Camp leaders, Police Officers, Soldiers, Vigilante groups and other authorities working at Internally Displaced Persons camp in the North, have been accused of raping and sexually exploiting some of the Female IDPs.

A report published this morning by the Human Rights Watch, states that women and girls abused by members of the security forces and vigilante groups – civilian self-defense groups working with government forces in their fight against Boko Haram say they feel powerless and fear retaliation if they report the abuse. Part of the report reads

A 17-year-old girl said that just over a year after she fled the frequent Boko Haram attacks in Dikwa, a town 56 miles west of Maiduguri, a policeman approached her for “friendship” in the camp, and then he raped her.

“One day he demanded to have sex with me,” she said. “I refused but he forced me. It happened just that one time, but soon I realized I was pregnant. When I informed him about my condition, he threatened to shoot and kill me if I told anyone else. So I was too afraid to report him.”

Irregular supplies of food, clothing, medicine, and other essentials, along with restricted movement in the IDP camps in Maiduguri, compounds the vulnerability of victims – many of them widowed women and unaccompanied orphaned girls – to rape and sexual exploitation by camp officials, soldiers, police, members of civilian vigilante groups, and other Maiduguri residents. Residents of the Arabic Teachers Village camp, Pompomari, told Human Rights Watch in July that the camp had not received any food or medicines since late May, just before the start of the month-long Muslim fast of Ramadan.

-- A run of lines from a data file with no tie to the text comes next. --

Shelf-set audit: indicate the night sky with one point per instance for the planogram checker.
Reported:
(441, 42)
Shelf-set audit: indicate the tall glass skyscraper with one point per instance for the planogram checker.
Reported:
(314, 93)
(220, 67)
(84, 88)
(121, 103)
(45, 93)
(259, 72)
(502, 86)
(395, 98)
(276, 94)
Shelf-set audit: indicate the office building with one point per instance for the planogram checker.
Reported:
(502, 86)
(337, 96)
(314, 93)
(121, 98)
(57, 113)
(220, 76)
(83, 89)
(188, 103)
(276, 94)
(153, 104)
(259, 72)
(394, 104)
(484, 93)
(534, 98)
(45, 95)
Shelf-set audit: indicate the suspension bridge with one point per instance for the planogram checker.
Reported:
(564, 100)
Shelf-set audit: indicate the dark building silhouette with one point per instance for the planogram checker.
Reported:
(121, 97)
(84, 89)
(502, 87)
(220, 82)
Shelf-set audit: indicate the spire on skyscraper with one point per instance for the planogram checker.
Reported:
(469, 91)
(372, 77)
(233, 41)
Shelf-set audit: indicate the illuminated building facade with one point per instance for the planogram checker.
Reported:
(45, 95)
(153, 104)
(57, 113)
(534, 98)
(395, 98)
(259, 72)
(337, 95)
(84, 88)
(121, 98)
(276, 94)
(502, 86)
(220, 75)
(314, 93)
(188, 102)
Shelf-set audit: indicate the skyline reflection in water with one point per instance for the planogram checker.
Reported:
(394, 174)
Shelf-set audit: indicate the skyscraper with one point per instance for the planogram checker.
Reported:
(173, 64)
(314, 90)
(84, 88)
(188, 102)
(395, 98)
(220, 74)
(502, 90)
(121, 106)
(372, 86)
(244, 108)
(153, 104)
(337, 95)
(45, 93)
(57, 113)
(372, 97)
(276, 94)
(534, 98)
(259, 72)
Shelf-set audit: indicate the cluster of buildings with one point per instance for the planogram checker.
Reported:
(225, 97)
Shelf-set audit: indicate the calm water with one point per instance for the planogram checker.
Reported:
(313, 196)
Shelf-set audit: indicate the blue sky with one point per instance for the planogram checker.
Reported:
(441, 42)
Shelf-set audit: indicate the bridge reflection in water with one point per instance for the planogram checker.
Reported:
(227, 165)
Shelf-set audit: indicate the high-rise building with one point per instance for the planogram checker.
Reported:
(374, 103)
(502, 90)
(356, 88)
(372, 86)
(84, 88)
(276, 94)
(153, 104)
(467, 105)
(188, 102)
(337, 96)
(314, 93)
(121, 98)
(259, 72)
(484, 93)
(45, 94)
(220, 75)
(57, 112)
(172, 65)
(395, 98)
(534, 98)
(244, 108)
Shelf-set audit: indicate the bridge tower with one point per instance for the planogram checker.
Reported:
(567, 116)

One of the victims, a 16-year-old girl who fled a brutal Boko Haram attack on Baga, near the shores of Lake Chad, northern Borno in January 2015, said she was drugged and raped in May 2015 by a vigilante group member in charge of distributing aid in the camp:
He knew my parents were dead, because he is also from Baga. He would bring me food items like rice and spaghetti so I believed he really wanted to marry me. But he was also asking me for sex. I always told him I was too small [young]. The day he raped me, he offered me a drink in a cup. As soon as I drank it, I slept off. It was in his camp room. I knew something was wrong when I woke up. I was in pain, and blood was coming out of my private part. I felt weak and could not walk well. I did not tell anyone because I was afraid. When my menstrual period did not come, I knew I was pregnant and just wanted to die to join my dead mother. I was too ashamed to even go to the clinic for pregnancy care. I am so young! The man ran away from the camp when he heard I delivered a baby six months ago. I just feel sorry for the baby because I have no food or love to give him. I think he might die.
An 18-year-old girl from Kukawa, a Borno town 112 miles from Maiduguri, the state capital, said that a member of Civilian Joint Task Force – a self-defense vigilante group working with government forces in their fight against Boko Haram – initially gave her privileges, including passes that allowed her to leave the camp, but then raped her:
The man started with preaching, telling me to be a good Muslim girl and not to join bad groups in the camp. He then sent his mother to propose to me, which convinced me that he was serious. He allowed me to go outside the camp when necessary. When he asked me to visit his newly allocated room in the camp, I didn’t see any reason not to go because I felt safe with him. He gave me a bottle of Zobo [locally brewed non-alcoholic drink] and I immediately felt dizzy and slept off. I don’t know what happened thereafter but when I woke up he was gone and I was in pain and felt wet between my legs. For three days I could not walk properly. Some weeks later I fell very ill, and was told at the hospital that I was pregnant. Then everyone turned away from me: He refused to help me, and my step-mother who I lived with in camp pushed me out, saying I was a disgrace. I reported [him] to the police in camp several times but they have not done anything to him because they work together. Whenever I see him, I wish something terrible will happen to him. It is because of him that I have lost everything. I don’t even think the baby will last because she is always crying and I can’t cope. I pray that God will forgive me for neglecting the baby but I am helpless.